Pero quizá el conflicto más delicado ocurrió el 7 de agosto, cuando habitantes protestaron por las condiciones relacionadas con el relleno sanitario La Estación, ubicado en San Antonio La Isla.

Vecinos han denunciado malos olores y expresado preocupación por posibles afectaciones ambientales, además de exigir la intervención de autoridades ambientales para revisar permisos, capacidad, vida útil, manejo de lixiviados, biogás y posibles impactos sobre suelo y agua.

A estas inconformidades se agregan señalamientos ciudadanos relacionados con descargas de aguas residuales y problemas de drenaje, situaciones especialmente sensibles en un municipio donde el crecimiento inmobiliario de los últimos años ha incrementado la presión sobre vialidades, servicios hidráulicos e infraestructura urbana.

Las acusaciones vecinales no deben convertirse automáticamente en sentencias, pero tampoco pueden ser descalificadas simplemente porque provengan de una protesta, cuando diferentes comunidades coinciden en denunciar problemas de planeación, servicios y falta de información, corresponde al gobierno investigar, transparentar y responder.

¿Hay que bloquear para ser escuchado?

Ese es precisamente el problema político que comienza a enfrentar Omar Sánchez Velázquez.

Tres protestas relevantes durante agosto no significan necesariamente que todos los reclamos sean responsabilidad exclusiva de su administración, algunos problemas vienen de años atrás y otros involucran autoridades estatales, federales, empresas privadas o municipios vecinos.

Pero Sánchez es hoy el presidente municipal y gobernar también significa anticiparse a los conflictos heredados.

Lo preocupante sería que en Calimaya termine instalándose una regla no escrita: para obtener atención primero hay que bloquear.

Si una comunidad necesita cerrar una avenida para conseguir diálogo, si otra debe movilizarse para cuestionar dónde construirán una escuela y una tercera tiene que afectar una carretera para exigir investigaciones ambientales, entonces algo está fallando en los canales institucionales.

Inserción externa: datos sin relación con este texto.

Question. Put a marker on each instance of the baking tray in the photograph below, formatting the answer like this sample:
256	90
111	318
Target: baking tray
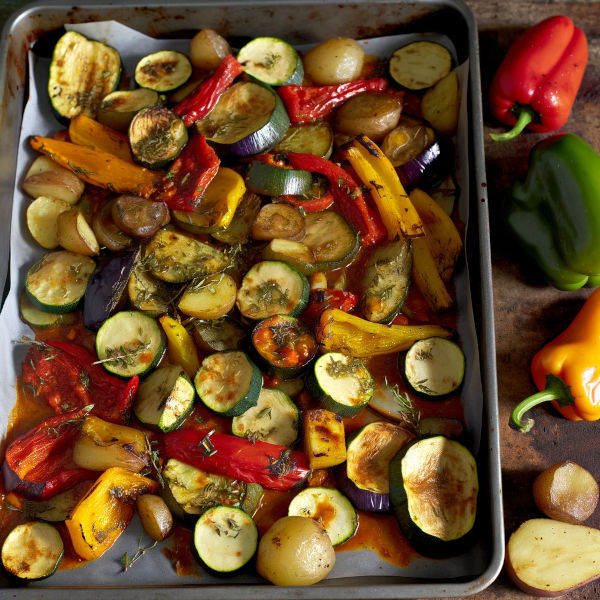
299	22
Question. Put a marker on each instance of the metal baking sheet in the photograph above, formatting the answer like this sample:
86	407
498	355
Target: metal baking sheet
321	20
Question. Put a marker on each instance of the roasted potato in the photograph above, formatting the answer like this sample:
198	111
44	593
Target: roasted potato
295	551
566	492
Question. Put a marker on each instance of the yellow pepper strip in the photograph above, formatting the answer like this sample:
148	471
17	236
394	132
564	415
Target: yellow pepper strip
180	345
442	237
339	331
218	203
98	168
87	132
377	172
104	512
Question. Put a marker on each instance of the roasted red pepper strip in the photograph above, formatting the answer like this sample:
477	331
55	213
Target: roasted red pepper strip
322	299
536	83
203	99
306	103
272	466
348	196
63	374
39	463
190	173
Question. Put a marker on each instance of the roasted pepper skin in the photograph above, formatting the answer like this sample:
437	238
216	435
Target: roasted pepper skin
567	370
554	213
536	83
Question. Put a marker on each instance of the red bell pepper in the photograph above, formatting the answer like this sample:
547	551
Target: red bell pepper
64	375
348	196
203	99
39	463
305	103
183	186
536	83
272	466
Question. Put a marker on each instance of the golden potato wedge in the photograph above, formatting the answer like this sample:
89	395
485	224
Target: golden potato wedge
548	558
75	234
46	178
566	492
42	217
440	104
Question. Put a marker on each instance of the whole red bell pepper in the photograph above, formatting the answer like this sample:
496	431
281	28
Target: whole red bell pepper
203	99
536	83
39	463
307	103
347	194
272	466
184	184
64	375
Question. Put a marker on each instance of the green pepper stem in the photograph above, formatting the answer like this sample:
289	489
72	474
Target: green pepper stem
524	117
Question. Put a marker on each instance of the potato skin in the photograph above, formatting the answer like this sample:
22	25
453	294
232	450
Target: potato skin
295	551
566	492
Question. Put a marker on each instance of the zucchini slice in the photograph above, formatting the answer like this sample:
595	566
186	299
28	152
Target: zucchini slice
386	280
330	508
285	345
420	65
82	72
226	538
434	366
165	398
274	419
176	258
249	117
156	136
331	238
433	491
57	282
228	383
272	61
369	452
341	384
163	71
130	343
32	550
272	288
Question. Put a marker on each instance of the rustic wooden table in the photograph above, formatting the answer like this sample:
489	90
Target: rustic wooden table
528	313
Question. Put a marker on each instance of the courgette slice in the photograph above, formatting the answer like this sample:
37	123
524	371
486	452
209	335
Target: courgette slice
434	366
330	508
433	491
130	343
272	288
386	280
228	383
165	398
32	550
272	61
156	136
284	345
82	72
226	538
341	384
274	419
57	282
163	71
333	241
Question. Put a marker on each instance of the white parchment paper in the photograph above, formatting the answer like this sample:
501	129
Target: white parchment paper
155	568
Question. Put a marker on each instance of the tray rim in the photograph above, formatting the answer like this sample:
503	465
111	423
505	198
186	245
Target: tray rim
486	334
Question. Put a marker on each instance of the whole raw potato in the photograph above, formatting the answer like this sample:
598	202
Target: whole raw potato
295	551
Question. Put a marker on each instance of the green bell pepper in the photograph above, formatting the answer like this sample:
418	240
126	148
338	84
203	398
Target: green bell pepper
555	212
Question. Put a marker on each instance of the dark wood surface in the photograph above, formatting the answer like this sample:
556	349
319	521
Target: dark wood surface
527	312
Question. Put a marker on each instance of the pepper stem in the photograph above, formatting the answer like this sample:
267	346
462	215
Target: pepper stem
556	389
524	117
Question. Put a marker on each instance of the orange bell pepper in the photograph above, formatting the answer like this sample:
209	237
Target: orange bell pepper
567	370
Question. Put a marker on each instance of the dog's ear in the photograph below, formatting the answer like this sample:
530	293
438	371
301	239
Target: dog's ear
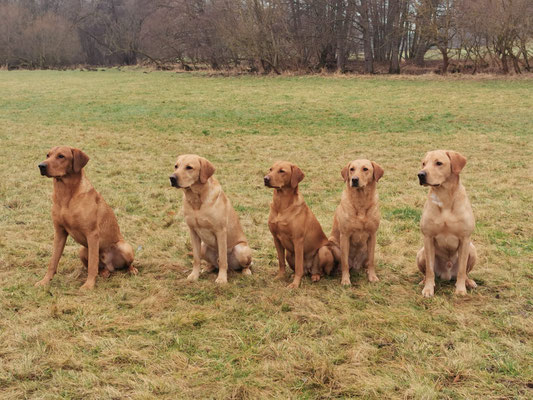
458	161
79	160
378	171
344	172
296	176
206	170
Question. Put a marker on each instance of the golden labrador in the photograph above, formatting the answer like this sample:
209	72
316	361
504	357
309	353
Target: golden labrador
298	236
80	211
216	233
357	218
447	223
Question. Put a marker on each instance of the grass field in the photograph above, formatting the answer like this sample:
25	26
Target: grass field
155	335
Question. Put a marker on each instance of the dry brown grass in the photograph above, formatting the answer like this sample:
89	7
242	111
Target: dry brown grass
154	335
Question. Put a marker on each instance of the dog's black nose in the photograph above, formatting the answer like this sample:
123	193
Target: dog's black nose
173	181
42	168
422	177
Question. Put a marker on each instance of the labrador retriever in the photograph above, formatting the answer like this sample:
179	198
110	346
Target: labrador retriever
215	229
80	211
298	236
447	223
357	218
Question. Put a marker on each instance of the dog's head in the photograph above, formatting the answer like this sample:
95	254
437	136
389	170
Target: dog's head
62	161
439	165
361	173
283	174
191	169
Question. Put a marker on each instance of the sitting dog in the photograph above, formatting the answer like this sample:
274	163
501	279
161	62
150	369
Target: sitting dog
298	236
78	210
216	233
357	217
447	223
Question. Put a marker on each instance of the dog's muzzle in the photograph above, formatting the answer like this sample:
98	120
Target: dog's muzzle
42	168
173	181
422	177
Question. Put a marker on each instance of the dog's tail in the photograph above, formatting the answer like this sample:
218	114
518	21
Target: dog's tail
335	250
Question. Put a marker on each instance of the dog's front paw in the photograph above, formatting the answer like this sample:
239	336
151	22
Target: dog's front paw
428	291
293	285
89	285
193	276
471	284
280	275
460	290
42	282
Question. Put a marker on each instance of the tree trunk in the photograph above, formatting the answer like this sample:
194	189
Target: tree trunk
367	39
445	60
394	37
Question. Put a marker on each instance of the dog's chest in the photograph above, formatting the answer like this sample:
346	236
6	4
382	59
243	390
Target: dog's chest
444	221
202	223
72	220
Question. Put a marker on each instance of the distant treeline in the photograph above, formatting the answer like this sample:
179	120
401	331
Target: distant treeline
269	36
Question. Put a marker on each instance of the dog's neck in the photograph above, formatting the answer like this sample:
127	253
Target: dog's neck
65	187
444	194
197	193
362	199
284	197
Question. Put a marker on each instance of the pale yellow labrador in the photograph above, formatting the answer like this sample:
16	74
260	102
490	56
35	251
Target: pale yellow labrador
447	223
216	232
357	218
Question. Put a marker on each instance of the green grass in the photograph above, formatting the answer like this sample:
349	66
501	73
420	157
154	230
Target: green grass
155	335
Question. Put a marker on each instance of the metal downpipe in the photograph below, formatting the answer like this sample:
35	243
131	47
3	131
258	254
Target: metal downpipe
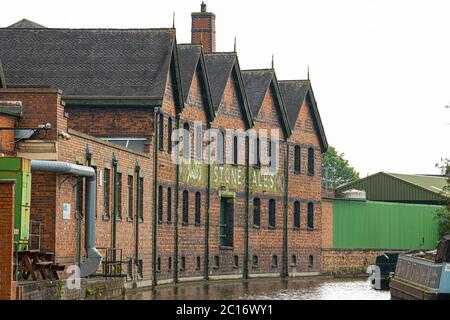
94	258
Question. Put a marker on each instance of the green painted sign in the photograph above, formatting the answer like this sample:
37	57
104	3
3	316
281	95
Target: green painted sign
231	177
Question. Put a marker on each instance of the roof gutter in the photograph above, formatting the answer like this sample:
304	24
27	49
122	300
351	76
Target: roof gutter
94	258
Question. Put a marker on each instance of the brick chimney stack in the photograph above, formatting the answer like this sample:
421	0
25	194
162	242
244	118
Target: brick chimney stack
204	29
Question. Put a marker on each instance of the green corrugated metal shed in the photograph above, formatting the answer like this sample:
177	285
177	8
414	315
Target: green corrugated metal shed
384	225
393	187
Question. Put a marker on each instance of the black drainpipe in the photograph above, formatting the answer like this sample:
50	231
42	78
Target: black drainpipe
286	211
208	206
138	209
115	204
155	197
177	198
247	215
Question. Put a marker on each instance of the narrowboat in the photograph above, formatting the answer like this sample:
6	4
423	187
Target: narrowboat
423	275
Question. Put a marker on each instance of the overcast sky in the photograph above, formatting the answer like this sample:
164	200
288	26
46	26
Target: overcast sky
380	69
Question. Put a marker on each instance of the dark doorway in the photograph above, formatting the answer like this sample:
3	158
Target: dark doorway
227	222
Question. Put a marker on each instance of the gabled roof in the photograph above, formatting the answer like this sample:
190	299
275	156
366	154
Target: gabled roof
257	82
397	187
92	64
2	77
294	93
191	59
220	66
26	24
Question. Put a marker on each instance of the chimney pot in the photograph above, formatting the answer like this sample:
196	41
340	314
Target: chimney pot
204	29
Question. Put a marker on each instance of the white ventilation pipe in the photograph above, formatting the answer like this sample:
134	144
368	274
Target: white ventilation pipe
94	258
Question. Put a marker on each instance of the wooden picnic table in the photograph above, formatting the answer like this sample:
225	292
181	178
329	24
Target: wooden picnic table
32	263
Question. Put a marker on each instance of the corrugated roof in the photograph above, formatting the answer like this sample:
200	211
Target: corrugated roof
396	187
431	183
89	62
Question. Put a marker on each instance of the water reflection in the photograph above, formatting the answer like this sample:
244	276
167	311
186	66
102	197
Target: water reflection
271	289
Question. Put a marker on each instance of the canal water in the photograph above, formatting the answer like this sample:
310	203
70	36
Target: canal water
266	289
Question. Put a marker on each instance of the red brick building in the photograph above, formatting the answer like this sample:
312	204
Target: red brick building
114	99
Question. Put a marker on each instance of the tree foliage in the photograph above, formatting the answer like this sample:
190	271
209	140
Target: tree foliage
443	213
336	169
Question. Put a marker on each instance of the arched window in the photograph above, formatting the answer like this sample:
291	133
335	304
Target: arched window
311	161
256	212
160	204
272	212
169	134
297	215
235	150
310	216
198	206
161	131
311	261
169	205
185	207
297	159
255	262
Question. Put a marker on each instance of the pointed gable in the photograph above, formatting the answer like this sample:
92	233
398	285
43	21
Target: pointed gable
91	63
295	93
221	67
192	64
257	83
26	24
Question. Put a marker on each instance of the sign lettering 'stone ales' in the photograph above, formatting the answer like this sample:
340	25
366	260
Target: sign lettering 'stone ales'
233	177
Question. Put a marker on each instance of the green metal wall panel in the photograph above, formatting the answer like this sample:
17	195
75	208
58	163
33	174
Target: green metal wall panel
384	187
382	225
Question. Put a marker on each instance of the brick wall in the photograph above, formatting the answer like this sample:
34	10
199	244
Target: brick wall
229	116
266	242
7	286
7	136
327	224
74	150
130	122
348	261
305	188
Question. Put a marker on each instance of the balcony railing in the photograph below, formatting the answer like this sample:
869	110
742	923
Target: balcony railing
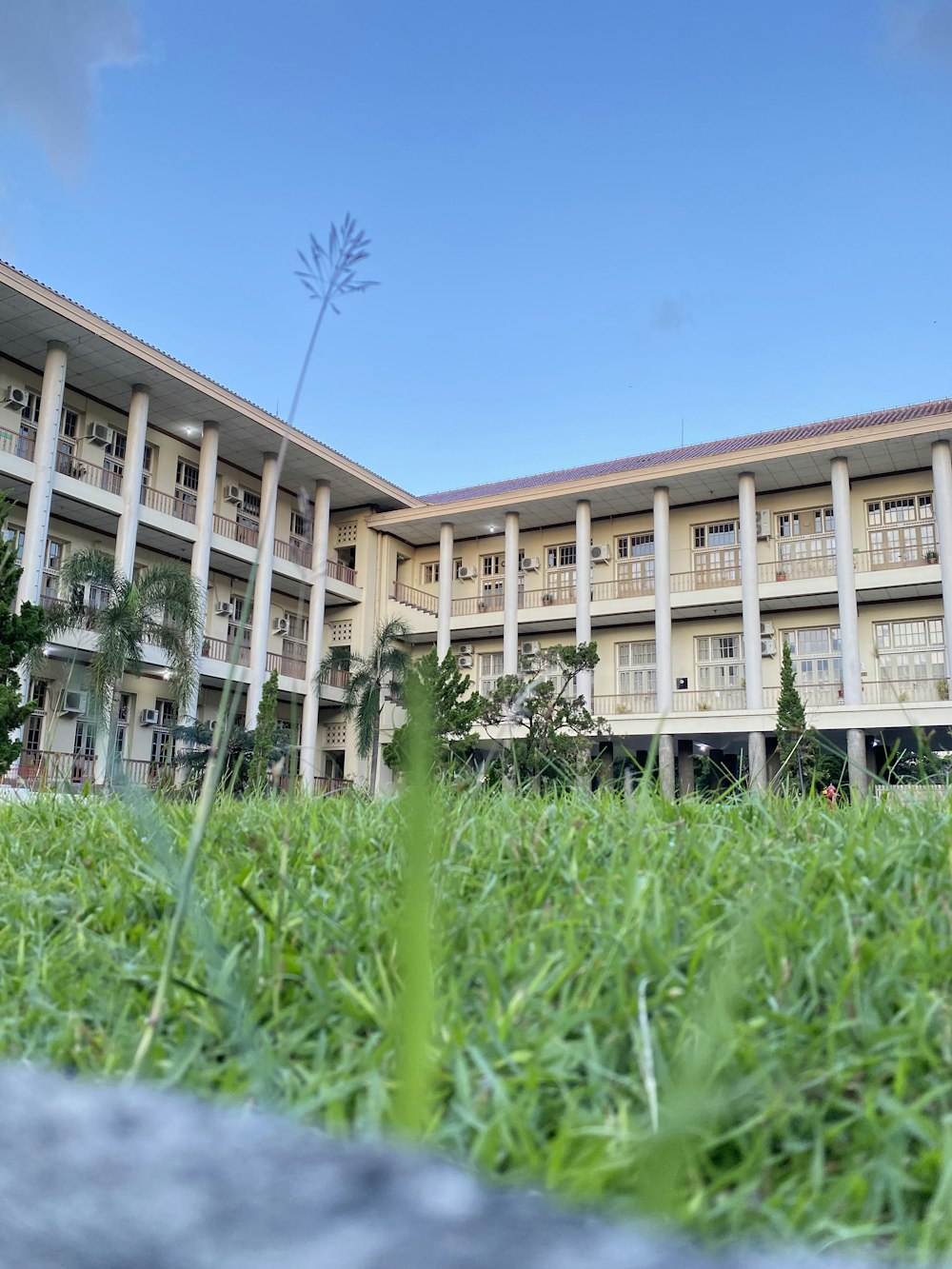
630	702
342	572
723	701
295	552
99	477
169	504
223	650
894	557
46	768
15	443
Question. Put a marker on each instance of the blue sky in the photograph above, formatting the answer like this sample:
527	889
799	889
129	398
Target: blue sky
598	226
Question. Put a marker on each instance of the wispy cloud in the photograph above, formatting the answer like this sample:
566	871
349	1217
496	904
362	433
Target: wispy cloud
921	30
668	313
65	45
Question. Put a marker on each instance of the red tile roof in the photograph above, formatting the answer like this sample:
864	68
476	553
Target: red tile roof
710	449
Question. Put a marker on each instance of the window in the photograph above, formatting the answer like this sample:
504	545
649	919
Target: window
902	530
716	553
249	515
33	727
14	534
490	671
429	572
638	674
817	660
162	734
720	663
636	564
186	490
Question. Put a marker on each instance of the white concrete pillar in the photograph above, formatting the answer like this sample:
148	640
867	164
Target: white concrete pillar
848	621
750	609
128	530
37	525
664	671
310	713
942	506
445	597
510	595
583	587
262	605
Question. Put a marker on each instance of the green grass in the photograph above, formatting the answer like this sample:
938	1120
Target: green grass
771	981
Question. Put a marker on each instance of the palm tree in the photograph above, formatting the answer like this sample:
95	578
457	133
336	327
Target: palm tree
365	689
160	605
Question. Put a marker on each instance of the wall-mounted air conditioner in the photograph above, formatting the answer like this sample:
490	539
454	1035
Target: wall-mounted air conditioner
15	397
98	434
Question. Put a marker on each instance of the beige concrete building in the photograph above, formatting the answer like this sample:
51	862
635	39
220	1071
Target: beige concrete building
689	567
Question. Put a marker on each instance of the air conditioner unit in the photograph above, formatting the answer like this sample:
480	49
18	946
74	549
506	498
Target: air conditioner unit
98	434
14	397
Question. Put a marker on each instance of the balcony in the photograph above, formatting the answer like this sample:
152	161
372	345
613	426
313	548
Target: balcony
89	473
15	443
169	504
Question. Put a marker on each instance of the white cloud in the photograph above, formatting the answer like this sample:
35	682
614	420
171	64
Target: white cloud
64	46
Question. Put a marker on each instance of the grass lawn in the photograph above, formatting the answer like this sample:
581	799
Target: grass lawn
735	1016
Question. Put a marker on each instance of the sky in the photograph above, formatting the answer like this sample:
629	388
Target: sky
600	228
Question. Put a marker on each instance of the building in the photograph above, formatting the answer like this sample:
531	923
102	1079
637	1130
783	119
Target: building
689	567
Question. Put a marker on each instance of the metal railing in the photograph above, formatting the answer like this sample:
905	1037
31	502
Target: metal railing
15	443
99	477
894	557
628	702
295	552
169	504
726	700
48	768
342	572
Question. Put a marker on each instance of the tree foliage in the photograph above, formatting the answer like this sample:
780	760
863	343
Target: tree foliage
798	745
556	726
265	751
21	635
160	605
436	694
369	681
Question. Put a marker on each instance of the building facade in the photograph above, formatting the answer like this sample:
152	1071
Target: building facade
689	567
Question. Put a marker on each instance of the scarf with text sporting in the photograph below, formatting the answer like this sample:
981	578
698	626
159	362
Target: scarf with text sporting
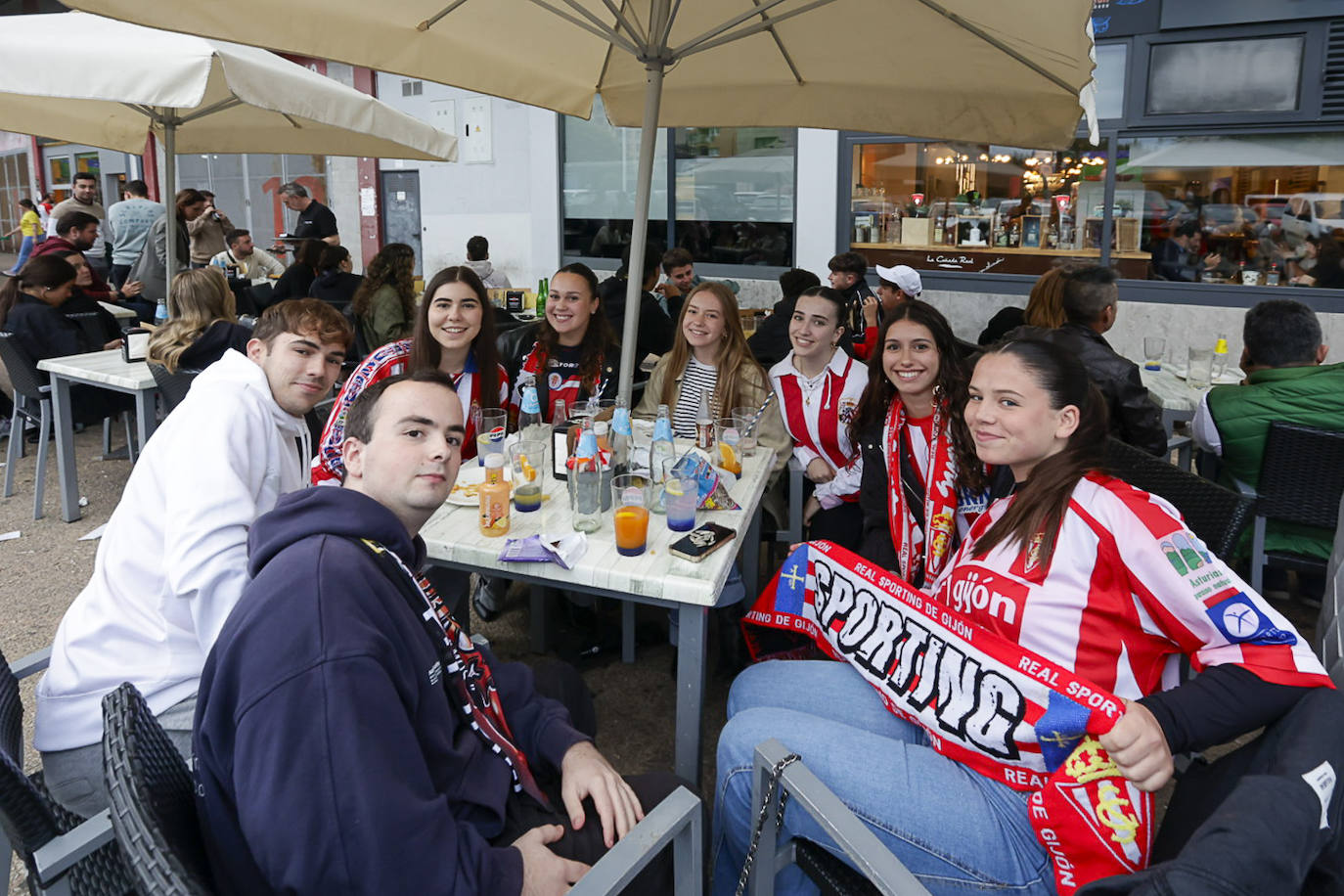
470	683
985	701
920	548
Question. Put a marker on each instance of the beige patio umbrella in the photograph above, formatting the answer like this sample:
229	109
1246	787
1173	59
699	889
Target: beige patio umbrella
1003	71
195	94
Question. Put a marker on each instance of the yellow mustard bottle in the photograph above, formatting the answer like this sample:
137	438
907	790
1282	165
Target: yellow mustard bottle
493	496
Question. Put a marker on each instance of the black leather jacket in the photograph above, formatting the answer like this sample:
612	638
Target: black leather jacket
1133	416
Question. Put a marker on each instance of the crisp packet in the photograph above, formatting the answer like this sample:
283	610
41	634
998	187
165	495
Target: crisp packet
714	495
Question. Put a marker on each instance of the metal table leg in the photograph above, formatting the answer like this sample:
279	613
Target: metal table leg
690	688
65	448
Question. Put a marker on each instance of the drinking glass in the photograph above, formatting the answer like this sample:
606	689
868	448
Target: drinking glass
489	434
631	497
680	497
528	463
728	439
744	417
1153	349
1199	371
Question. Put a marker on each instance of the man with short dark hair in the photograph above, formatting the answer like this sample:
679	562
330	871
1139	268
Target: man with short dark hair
656	330
315	219
83	197
1286	379
1178	256
173	558
352	739
478	259
128	226
847	274
252	262
1092	301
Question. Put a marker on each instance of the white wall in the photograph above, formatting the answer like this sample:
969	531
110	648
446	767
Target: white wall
513	199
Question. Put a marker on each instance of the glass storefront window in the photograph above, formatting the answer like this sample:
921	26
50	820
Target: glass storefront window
974	207
734	194
733	191
1261	207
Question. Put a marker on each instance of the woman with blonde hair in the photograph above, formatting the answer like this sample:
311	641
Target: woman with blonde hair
202	323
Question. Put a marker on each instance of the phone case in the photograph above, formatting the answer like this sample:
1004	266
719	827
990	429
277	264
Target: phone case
701	542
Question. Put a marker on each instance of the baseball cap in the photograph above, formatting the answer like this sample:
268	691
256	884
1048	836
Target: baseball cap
905	277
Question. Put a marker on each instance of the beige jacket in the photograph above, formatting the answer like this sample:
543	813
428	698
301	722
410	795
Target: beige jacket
770	430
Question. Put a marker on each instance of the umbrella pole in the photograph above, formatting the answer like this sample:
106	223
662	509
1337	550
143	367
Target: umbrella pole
169	179
640	226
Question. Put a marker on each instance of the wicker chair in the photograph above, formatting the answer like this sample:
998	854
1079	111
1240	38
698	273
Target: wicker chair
154	803
64	853
1301	481
1217	515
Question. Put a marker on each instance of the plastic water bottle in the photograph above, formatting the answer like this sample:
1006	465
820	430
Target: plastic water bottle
530	425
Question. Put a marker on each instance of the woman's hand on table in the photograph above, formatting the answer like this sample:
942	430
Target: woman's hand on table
1139	747
819	470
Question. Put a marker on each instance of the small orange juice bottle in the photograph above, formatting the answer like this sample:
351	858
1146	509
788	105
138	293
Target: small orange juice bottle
493	496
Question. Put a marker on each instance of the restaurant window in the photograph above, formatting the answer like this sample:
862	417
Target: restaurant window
733	188
1261	205
976	207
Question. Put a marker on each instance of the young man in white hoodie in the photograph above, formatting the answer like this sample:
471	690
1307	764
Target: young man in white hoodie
173	558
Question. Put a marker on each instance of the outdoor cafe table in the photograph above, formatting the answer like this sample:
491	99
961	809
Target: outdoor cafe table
453	539
105	370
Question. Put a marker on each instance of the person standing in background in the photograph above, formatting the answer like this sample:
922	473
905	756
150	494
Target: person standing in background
83	198
128	225
207	233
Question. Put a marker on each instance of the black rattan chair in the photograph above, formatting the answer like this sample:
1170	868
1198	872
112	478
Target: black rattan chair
154	803
1217	515
1301	481
173	387
62	852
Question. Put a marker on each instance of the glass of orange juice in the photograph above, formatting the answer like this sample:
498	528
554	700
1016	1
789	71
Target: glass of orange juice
631	501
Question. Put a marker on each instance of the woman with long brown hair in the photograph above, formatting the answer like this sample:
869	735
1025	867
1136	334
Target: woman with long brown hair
710	355
912	438
384	302
1074	568
455	334
568	355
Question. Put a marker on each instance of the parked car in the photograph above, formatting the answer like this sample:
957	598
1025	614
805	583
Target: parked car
1314	215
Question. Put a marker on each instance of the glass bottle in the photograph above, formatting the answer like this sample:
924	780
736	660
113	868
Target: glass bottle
493	497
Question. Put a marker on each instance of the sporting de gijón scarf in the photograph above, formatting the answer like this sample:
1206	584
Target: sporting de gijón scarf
985	701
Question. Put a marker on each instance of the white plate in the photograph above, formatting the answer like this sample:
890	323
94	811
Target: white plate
470	478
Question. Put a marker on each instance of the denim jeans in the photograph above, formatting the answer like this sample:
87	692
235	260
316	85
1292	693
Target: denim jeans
957	830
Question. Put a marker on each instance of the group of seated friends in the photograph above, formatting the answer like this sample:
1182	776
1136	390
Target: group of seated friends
347	735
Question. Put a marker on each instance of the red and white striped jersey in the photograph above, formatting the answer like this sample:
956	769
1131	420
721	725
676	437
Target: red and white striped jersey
818	411
1129	589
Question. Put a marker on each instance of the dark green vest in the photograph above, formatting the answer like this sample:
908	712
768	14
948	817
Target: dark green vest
1305	395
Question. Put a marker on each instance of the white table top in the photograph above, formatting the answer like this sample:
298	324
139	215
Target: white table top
119	312
453	535
105	368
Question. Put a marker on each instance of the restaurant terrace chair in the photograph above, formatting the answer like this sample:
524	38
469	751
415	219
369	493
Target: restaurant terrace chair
880	872
31	405
154	802
62	852
1301	481
1217	515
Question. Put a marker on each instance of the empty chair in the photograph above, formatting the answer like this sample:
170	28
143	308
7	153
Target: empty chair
1301	482
64	853
154	803
1217	515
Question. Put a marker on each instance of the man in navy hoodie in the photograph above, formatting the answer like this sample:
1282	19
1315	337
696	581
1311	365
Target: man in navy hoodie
349	739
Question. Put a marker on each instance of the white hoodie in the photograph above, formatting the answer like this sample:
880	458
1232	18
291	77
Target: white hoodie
173	558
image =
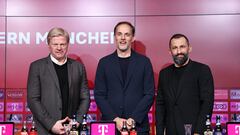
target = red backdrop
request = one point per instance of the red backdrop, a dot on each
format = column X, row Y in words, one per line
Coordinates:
column 212, row 27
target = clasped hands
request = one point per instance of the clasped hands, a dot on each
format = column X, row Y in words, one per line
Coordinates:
column 58, row 127
column 119, row 122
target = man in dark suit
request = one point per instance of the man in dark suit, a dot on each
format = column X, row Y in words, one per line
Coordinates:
column 57, row 87
column 185, row 92
column 124, row 85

Calimaya vive una transformación urbana acelerada y no puede continuar creciendo bajo una lógica donde primero aparecen viviendas, plazas, escuelas y desarrollos y después se pregunta cómo resolver el tránsito, el drenaje, el agua o los accesos.

Omar Sánchez necesita dejar de gobernar detrás de las protestas y comenzar a anticiparse a ellas.

Porque cuando las inconformidades dejan de ser excepcionales y empiezan a repetirse semana tras semana, el problema ya no puede explicarse únicamente por ciudadanos molestos.

También comienza a hablar de la capacidad de un gobierno para escuchar, planear y resolver.